AI offers significant opportunities in industrial quality control but also presents complex challenges along the human-AI interface, demanding a focus on applied ethics and human-centered design principles. In industrial settings, like those with automatic surface inspection systems (ASIS), machine learning is increasingly deployed for error detection tasks, such as steel rolling inspection. While this may promise increased efficiency and consistency, challenges concerning trust, usability, adaptability, and the role of human workers do arise as a result. Standard AI deployment often seems to neglect these dimensions, thus hindering adoption and raising ethical concerns. A human-centered approach to AI (HCAI) is therefore required.
This paper presents findings from a science-practice collaboration with an ASIS supplier. Core obstacles to the effective integration of ASIS into production lines were identified: data inefficiency (especially for rare errors), user distrust due to unclear model behavior and variable performance, limited user AI expertise, and information overload for operators. These practical challenges can be addressed by specific HCAI-aligned technical solutions focused on data quality, model transparency, and user empowerment. Co-developed solutions presented here—anomaly detection, label error detection, and drift monitoring concepts—can, however, enhance worker agency, trust, and sustainable AI adoption in industrial surface inspection.
This paper’s key contributions are: (1) identifying practical ASIS deployment challenges as ethical HCAI deficits, (2) mapping these challenges onto HCAI solutions, thereby (3) demonstrating how AI ethics can provide a framework for solving practical human-AI collaboration challenges in industry, and (4) presenting technical solutions for data quality awareness and reliability management.
Background
Effective and ethical AI integration into workplaces requires an understanding of both AI reliability and human-centered work design principles. Applied AI ethics concerns relate to fairness, accountability, transparency, and impact on work. HCAI provides a framework to address these challenges along three key dimensions [1, 2]:
- technology development is concerned with ensuring consistent and robust performance (trustworthiness/reliability) and making outputs understandable (explainability)

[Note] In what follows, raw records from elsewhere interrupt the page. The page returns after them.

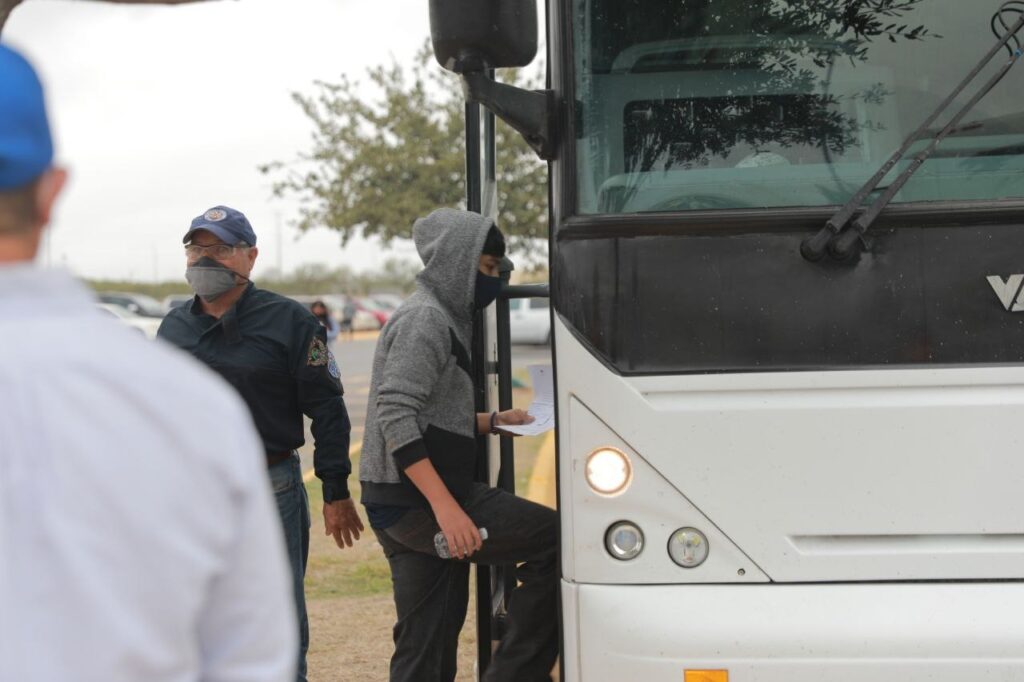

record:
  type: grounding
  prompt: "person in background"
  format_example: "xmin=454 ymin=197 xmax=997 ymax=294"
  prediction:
xmin=158 ymin=206 xmax=362 ymax=681
xmin=341 ymin=297 xmax=358 ymax=339
xmin=0 ymin=45 xmax=298 ymax=682
xmin=309 ymin=301 xmax=339 ymax=343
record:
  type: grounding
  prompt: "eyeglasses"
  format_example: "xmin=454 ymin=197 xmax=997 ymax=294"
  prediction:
xmin=185 ymin=244 xmax=249 ymax=260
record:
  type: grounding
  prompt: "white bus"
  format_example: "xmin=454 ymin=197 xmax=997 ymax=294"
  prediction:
xmin=431 ymin=0 xmax=1024 ymax=682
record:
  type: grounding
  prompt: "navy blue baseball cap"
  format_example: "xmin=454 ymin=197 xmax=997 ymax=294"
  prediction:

- employee development focuses on empowering rather than replacing people (human agency & augmentation)and ensuring tolerable work conditions (sustainable work design)
- organizational development strives for ethical data governance by maintaining reliable organizational knowledge bases (responsible knowledge management/accountability) and integrating user domain knowledge, thereby enabling non-experts to manage AI quality.
Neglecting these dimensions creates systems that are technically functional but practically unusable or untrustworthy for the end users [3].
On a technical level, AI performance depends on data quality. Common industrial application issues include label errors, outliers, and insufficient data for rare classes. Anomaly detection helps identify novel or rare events, which is critical for robust error detection. Label error detection improves dataset integrity and model evaluation reliability. Domain drift poses a major challenge to model performance, requiring monitoring to detect shifts in data distributions and responding to changing conditions such as lighting or material variations. Model confidence scores can be misleading, especially under drift, necessitating drift-aware trust calibration.
Prior work on this research project employed a collaborative, interdisciplinary approach involving academic researchers (computer science, engineering, social sciences, information systems), an industrial ASIS provider, and ASIS quality engineers to identify challenges to human-centered AI design. That work utilized interdisciplinary workshops with stakeholders (system developers, project managers), end-user feedback, and structured potential and socio-technical workflow analyses [4].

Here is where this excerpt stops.